= HTree =

Tree data structure for directory indexing

An HTree is a specialized tree data structure for directory indexing, similar to a B-tree. They are constant depth of either one or two levels, have a high fanout factor, use a hash of the filename, and do not require balancing. The HTree algorithm is distinguished from standard B-tree methods by its treatment of hash collisions, which may overflow across multiple leaf and index blocks. HTree indexes are used in the ext3 and ext4 Linux filesystems, and were incorporated into the Linux kernel around 2.5.40. HTree indexing improved the scalability of Linux ext2 based filesystems from a practical limit of a few thousand files, into the range of tens of millions of files per directory.

==History==
The HTree index data structure and algorithm were developed by Daniel Phillips in 2000 and implemented for the ext2 filesystem in February 2001. A port to the ext3 filesystem by Christopher Li and Andrew Morton in 2002 during the 2.5 kernel series added journal based crash consistency.
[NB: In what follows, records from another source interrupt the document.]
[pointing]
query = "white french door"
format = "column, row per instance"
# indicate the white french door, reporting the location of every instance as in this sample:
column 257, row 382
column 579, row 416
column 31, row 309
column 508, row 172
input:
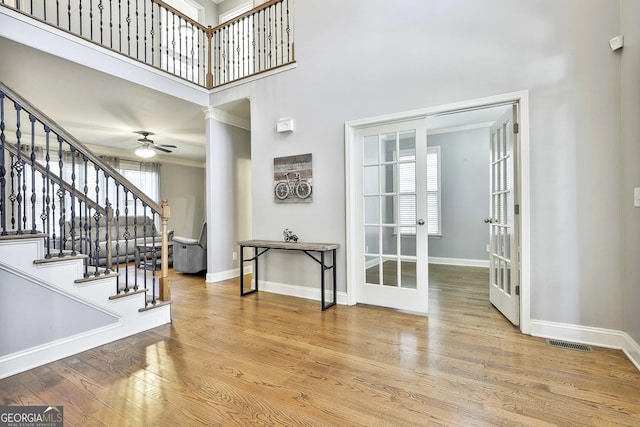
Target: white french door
column 392, row 179
column 503, row 220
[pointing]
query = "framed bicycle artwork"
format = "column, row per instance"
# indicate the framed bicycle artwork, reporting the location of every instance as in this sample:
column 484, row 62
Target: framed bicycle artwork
column 292, row 179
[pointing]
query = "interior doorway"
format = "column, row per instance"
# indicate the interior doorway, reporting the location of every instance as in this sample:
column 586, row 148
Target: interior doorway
column 355, row 200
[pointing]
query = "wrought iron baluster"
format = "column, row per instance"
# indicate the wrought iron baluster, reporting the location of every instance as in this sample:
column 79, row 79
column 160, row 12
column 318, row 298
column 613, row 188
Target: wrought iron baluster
column 3, row 171
column 72, row 219
column 12, row 195
column 96, row 217
column 116, row 222
column 135, row 235
column 107, row 224
column 61, row 205
column 111, row 24
column 137, row 32
column 288, row 34
column 19, row 167
column 173, row 39
column 129, row 27
column 126, row 236
column 101, row 9
column 119, row 25
column 145, row 259
column 91, row 19
column 85, row 229
column 32, row 157
column 275, row 32
column 270, row 37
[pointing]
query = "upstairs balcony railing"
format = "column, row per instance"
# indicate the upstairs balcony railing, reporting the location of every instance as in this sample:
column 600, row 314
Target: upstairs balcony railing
column 52, row 186
column 158, row 35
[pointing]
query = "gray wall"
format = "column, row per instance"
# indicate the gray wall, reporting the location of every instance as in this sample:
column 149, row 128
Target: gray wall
column 43, row 322
column 630, row 58
column 464, row 157
column 433, row 53
column 184, row 188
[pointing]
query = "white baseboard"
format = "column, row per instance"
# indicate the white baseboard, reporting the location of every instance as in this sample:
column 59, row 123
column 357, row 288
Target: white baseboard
column 599, row 337
column 459, row 261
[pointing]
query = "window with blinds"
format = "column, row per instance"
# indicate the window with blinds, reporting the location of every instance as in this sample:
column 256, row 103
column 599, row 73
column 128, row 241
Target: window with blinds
column 407, row 208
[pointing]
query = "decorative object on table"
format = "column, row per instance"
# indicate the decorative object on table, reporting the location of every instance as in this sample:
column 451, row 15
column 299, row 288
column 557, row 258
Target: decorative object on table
column 292, row 179
column 289, row 236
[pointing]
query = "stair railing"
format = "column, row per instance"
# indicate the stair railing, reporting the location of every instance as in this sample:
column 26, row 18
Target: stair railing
column 52, row 184
column 154, row 33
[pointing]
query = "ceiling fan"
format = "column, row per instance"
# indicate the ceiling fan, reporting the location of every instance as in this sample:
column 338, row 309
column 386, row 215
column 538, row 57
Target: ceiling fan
column 148, row 144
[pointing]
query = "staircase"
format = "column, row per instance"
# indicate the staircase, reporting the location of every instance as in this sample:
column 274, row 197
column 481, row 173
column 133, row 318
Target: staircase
column 51, row 311
column 69, row 280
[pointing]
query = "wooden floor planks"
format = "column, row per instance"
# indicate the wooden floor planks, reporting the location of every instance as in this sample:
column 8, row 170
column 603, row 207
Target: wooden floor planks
column 268, row 359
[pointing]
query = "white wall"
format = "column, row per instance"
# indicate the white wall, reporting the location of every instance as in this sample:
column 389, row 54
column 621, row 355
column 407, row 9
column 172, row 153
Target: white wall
column 464, row 158
column 406, row 55
column 186, row 197
column 630, row 58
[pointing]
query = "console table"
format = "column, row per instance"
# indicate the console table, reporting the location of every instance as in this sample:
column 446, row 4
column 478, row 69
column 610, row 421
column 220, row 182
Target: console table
column 311, row 249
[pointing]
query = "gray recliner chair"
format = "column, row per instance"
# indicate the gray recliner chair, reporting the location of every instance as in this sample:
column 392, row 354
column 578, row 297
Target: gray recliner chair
column 190, row 255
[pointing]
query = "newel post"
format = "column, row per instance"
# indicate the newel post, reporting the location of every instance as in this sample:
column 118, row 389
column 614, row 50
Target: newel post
column 165, row 282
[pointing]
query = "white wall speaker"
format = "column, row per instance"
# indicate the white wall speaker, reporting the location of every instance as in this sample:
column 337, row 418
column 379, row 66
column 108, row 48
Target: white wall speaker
column 616, row 43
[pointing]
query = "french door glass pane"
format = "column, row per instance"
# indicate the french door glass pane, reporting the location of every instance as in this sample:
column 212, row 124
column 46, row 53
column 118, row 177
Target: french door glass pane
column 371, row 150
column 372, row 273
column 372, row 240
column 408, row 274
column 389, row 147
column 408, row 242
column 388, row 179
column 389, row 241
column 370, row 180
column 372, row 210
column 390, row 272
column 389, row 209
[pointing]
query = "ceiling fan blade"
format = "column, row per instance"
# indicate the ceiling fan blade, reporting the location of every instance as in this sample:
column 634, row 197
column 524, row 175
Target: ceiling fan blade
column 156, row 147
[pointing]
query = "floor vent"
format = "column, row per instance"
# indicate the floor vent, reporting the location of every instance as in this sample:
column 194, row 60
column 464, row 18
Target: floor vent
column 570, row 345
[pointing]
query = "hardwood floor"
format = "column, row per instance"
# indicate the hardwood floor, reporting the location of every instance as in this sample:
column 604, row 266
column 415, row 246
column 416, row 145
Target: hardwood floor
column 267, row 359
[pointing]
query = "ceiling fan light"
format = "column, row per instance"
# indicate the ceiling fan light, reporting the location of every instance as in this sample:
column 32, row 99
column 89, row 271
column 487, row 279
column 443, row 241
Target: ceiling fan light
column 145, row 152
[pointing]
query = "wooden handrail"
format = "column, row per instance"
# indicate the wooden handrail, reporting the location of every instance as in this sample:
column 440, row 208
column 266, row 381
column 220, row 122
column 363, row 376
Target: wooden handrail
column 80, row 147
column 244, row 15
column 56, row 179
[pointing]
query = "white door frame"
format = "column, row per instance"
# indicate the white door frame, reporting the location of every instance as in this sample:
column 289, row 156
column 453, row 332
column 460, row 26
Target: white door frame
column 354, row 223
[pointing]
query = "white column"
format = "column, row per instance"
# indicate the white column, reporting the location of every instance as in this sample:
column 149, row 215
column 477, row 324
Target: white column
column 219, row 196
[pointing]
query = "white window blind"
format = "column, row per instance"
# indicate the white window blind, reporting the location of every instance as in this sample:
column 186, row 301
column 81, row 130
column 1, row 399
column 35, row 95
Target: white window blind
column 433, row 191
column 407, row 201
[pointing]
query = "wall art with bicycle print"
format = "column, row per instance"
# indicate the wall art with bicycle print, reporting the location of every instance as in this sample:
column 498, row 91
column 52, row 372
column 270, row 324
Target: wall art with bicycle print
column 292, row 179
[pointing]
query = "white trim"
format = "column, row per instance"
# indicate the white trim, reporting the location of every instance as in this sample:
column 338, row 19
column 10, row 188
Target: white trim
column 459, row 261
column 459, row 128
column 30, row 32
column 520, row 97
column 301, row 291
column 253, row 78
column 607, row 338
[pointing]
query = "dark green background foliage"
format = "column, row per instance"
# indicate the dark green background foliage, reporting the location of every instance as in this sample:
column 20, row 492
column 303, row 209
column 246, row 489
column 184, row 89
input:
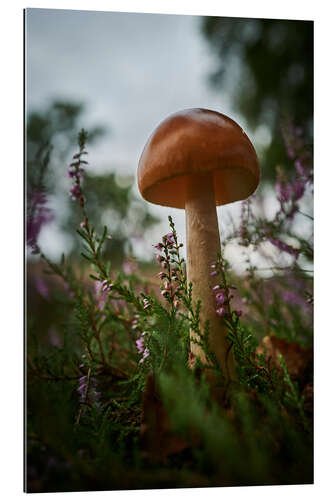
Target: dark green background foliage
column 275, row 79
column 101, row 417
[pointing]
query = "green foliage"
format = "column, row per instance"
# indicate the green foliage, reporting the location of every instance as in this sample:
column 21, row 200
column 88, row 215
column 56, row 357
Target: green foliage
column 119, row 376
column 266, row 66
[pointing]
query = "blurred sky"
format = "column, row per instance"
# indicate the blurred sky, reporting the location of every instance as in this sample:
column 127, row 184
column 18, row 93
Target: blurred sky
column 131, row 71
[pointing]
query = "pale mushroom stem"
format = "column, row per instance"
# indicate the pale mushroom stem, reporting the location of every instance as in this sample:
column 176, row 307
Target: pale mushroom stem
column 203, row 246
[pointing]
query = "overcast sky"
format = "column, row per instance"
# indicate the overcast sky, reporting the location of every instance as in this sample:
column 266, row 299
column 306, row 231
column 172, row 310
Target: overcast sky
column 131, row 71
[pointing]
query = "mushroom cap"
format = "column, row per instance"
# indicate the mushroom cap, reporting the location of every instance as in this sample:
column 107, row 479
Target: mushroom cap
column 197, row 141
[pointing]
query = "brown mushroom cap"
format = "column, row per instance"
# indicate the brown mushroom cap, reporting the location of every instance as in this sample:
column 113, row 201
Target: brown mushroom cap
column 197, row 141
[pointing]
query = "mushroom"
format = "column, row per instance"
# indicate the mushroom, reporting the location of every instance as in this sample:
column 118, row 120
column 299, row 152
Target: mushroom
column 194, row 160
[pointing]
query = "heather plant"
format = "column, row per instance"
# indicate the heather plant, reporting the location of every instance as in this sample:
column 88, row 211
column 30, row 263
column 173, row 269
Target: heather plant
column 115, row 400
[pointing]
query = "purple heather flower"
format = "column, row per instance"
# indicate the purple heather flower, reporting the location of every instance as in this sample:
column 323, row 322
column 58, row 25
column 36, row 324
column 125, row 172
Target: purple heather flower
column 144, row 355
column 300, row 168
column 146, row 303
column 298, row 190
column 220, row 298
column 220, row 311
column 170, row 239
column 38, row 216
column 75, row 191
column 140, row 344
column 284, row 191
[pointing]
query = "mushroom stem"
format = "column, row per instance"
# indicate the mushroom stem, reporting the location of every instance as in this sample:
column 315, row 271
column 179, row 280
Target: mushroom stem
column 203, row 246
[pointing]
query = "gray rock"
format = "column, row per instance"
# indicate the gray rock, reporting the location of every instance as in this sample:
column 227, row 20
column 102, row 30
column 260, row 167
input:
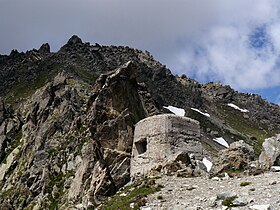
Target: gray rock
column 270, row 152
column 163, row 139
column 260, row 207
column 239, row 201
column 237, row 156
column 224, row 195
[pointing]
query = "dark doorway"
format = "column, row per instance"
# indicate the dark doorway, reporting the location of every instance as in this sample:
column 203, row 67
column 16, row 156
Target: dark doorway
column 141, row 146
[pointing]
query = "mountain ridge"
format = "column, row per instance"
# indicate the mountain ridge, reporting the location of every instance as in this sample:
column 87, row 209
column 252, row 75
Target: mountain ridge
column 67, row 136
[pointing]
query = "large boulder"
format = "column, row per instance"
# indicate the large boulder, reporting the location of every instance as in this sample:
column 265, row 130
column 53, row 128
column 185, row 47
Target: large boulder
column 237, row 157
column 270, row 154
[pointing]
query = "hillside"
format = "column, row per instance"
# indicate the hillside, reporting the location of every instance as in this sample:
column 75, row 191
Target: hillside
column 67, row 120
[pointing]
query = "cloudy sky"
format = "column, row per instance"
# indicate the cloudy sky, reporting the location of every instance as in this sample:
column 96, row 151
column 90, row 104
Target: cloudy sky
column 236, row 42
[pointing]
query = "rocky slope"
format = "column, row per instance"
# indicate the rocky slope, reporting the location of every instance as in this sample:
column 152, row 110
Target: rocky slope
column 67, row 120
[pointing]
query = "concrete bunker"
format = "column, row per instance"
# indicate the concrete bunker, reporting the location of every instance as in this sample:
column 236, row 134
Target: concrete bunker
column 158, row 138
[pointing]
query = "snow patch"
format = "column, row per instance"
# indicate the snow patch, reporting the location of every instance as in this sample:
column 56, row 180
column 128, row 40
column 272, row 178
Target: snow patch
column 175, row 110
column 207, row 163
column 221, row 141
column 237, row 108
column 203, row 113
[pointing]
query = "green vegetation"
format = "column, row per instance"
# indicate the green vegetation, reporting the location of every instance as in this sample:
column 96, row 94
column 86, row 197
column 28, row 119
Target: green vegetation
column 159, row 197
column 243, row 184
column 245, row 127
column 136, row 194
column 12, row 145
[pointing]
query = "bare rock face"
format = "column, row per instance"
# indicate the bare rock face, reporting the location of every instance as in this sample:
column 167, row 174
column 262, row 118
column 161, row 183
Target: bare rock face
column 270, row 152
column 237, row 157
column 161, row 139
column 75, row 143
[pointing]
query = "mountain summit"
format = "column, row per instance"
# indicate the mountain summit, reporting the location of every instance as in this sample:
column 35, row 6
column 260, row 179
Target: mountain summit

With minor improvements, HTree continues to be used in ext4 in the Linux 3.x.x kernel series.

==Use==
- ext2 HTree indexes were originally developed for ext2 but the patch never made it to the official branch. The dir_index feature can be enabled when creating an ext2 filesystem, but the ext2 code won't act on it.
- ext3 HTree indexes are available in ext3 when the dir_index feature is enabled.
- ext4 HTree indexes are turned on by default in ext4. This feature is implemented in Linux kernel 2.6.23. HTree indexes is also used for file extents when a file needs more than the 4 extents stored in the inode. The large_dir feature of ext4 is implemented in Linux kernel 4.13.

==PHTree==
PHTree (Physically stable HTree) is a derivation intended as a successor. It fixes all the known issues with HTree except for write multiplication. It is used in the Tux3 filesystem.